Bir devlet büyüğümüz, sosyal ve siyasi olaylara “aydınca” bakışın ancak prizmanın bütün yüzlerini görmeye çalışarak mümkün olabileceğini söylemişti.

                Buna “objektif bakış”, ya da “vicdani bakış” da diyebiliriz.

                Berkin olayını bu bakışla incelememiz gerektiğini düşünüyorum.

                Böyle bir kalabalığı en son gazeteci Uğur Mumcu’nun cenazesinde yaşamıştık.

                Sonra, benzer bir kalabalık Prof. Türkân Saylan’ın cenazesinde görüldü.

                Aynı kalabalıklar, şimdi Berkin’in cenazesinde.

                Berkin, 15 yaşında bir çocuk.

                Evinden ekmek almak üzere çıkmış, polisin attığı patlayıcı sonunda komaya girmiş ve 269 gün boyunca bir daha uyanamadan, doya doya yaşayamadığı hayatından kopup gitmiş.

                Milyonları ayaklandıran olay, sadece Berkin isimli bu çocuğun ölümü değildir.

                Bu, aynı zamanda bir öfke patlamasıdır, bir vicdan ayaklanmasıdır.

                Mevcut iktidara, onun sınır tanımaz, hukuk tanımaz eylem ve işlemlerine karşı toplumsal bir dikleniştir.

                Bunu Gezi olaylarında da görmüştük.

                Belli ki, öfke kıvılcım beklemiş; Berk de bu öfkenin son kıvılcımı olmuş.

                Sosyal olaylar, patlamaya dönüşmek için haklı sembollere tutunmak ister.

                İşte; Berkin de bu son patlamanın sembolü.

                O’nun alevi olması, cenazesinin Cemevinden kaldırılması, hatta Kürt asıllı olması hiç mi hiç ilgilendirmedi toplumu.

                Nihayet,o  bir insandı; dahası, gençliğini bile yaşamasına fırsat verilmeden toprağa düşürülmüş bir çocuk.

                Yoksul bir aileden geldiği belli.

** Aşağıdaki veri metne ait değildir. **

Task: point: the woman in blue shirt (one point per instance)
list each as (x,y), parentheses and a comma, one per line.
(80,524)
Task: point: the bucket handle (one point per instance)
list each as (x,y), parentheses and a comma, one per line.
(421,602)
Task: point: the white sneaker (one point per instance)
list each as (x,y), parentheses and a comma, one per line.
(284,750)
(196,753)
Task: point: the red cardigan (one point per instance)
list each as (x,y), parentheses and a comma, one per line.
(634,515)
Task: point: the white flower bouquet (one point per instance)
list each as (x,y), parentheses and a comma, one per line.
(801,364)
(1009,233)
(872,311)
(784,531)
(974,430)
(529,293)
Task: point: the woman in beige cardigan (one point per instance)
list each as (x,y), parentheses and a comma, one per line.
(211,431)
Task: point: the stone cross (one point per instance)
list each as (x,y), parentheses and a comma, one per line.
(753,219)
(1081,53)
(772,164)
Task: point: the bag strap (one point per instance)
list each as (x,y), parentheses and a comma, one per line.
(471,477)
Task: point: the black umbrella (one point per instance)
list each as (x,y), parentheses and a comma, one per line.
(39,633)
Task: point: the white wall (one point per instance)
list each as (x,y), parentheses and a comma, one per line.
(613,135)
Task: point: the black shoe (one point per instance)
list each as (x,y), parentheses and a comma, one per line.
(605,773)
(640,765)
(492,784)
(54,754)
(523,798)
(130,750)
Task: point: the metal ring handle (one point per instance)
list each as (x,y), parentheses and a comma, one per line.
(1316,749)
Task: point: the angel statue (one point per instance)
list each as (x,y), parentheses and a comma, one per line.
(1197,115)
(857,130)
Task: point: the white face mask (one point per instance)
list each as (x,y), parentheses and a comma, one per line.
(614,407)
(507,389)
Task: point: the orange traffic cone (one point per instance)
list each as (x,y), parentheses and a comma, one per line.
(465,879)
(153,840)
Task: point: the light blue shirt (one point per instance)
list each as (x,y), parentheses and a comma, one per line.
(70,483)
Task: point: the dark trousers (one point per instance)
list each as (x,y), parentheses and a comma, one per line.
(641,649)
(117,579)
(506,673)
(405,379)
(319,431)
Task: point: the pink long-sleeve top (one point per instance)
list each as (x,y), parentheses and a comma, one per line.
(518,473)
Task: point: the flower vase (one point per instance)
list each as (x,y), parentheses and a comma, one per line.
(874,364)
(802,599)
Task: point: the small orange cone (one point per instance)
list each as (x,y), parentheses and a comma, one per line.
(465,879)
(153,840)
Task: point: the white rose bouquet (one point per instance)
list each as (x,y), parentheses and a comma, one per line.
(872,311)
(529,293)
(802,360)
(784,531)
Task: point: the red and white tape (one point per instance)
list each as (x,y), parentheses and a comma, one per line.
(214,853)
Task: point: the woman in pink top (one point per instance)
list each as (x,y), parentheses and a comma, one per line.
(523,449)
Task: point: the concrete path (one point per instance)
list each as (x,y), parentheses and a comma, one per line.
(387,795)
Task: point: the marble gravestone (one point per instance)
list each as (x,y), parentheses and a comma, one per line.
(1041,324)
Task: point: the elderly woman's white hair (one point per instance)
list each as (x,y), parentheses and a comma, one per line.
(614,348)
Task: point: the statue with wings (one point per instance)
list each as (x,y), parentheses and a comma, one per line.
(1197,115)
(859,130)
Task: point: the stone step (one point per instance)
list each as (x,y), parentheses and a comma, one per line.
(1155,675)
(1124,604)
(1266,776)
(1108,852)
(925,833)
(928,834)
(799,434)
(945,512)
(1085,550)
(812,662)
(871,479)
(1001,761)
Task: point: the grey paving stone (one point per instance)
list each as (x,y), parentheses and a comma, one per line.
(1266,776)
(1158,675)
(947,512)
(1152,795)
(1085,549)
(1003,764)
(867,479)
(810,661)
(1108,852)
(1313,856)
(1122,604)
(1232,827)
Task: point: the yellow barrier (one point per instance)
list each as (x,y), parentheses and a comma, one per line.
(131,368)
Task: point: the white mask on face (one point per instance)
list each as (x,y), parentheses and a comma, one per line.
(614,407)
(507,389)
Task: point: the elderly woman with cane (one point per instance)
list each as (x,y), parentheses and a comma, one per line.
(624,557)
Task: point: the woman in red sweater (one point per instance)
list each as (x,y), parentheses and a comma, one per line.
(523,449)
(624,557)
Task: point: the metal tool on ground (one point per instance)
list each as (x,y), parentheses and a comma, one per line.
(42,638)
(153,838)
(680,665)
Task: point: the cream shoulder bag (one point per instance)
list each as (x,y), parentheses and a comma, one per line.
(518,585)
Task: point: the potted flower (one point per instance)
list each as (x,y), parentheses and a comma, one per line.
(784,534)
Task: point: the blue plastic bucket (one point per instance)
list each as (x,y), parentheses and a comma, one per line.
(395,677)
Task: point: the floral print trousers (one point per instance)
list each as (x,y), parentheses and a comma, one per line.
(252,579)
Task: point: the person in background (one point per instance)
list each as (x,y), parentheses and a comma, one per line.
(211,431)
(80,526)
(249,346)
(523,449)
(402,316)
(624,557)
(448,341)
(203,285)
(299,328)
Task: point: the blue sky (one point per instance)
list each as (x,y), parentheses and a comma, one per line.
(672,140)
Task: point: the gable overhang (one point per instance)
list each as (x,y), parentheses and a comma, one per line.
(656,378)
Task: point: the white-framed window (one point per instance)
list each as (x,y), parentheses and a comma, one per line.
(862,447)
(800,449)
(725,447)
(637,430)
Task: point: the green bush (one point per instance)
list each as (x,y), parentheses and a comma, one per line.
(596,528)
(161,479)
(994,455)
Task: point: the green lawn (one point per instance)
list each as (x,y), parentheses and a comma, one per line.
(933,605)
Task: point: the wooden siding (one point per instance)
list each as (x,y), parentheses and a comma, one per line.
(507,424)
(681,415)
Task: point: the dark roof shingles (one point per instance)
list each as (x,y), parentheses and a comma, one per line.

                O kalabalığın arasında binlerce Türk’ün, binlerce Kürt’ün, binlerce sünni’nin, binlerce alevinin, binlerce partilinin, binlerce sporseverin, binlerce zenginin, binlerce fakirin,  yüzlerce ayrı düşüncenin tek kalıp haline gelip omuz omuza  yürüdüğünü gördük.

                Gerçekten, bu bir vicdan ayaklanmasıydı.

                Vicdanın canlıya bakışı hep böyle olmuştur. İnanç aramaz, etnisite aramaz, parti aramaz, düşünce aramaz, ideoloji aramaz. Sadece masumiyet arar.

                Çocuk masumdur! Yaptıklarından sorumlu tutulamaz.

                Bunu da şunun için söylüyorum. Bazı paylaşımlarda Berkin’in yüzü maskeli, elinde sapan olan resimlerini yayımlayarak çocuk masumiyetine suç giydirmek istemişler.

                Ama, toplum vicdanı bu resmi görmek bile istemedi.

                Prizmanın bütün yüzeylerine bakınca bunu anlıyoruz.

                Bu olay sadece, bir çocuğun polis tarafından öldürülmesine duyulan tepki değildir.

                İktidarın insanlarda biriktirdiği öfkedir.

                Hukuksuz uygulamalar, haksız hukuksuz tutuklamalar, bunların itirafı, resimlerle ve ses kayıtlarıyla işittirilip gösterilen rüşvet ve hırsızlıklar.

                Ve bütün bunlara karşın;

                Pişkin bir duyarsızlık.

                Halkın büyük bir bölümünü “hiç” yerine koyan umursamazlık.

                Prizmanın öteki yüzlerinde bunlar ve bunlar gibi daha pek çok sebep var.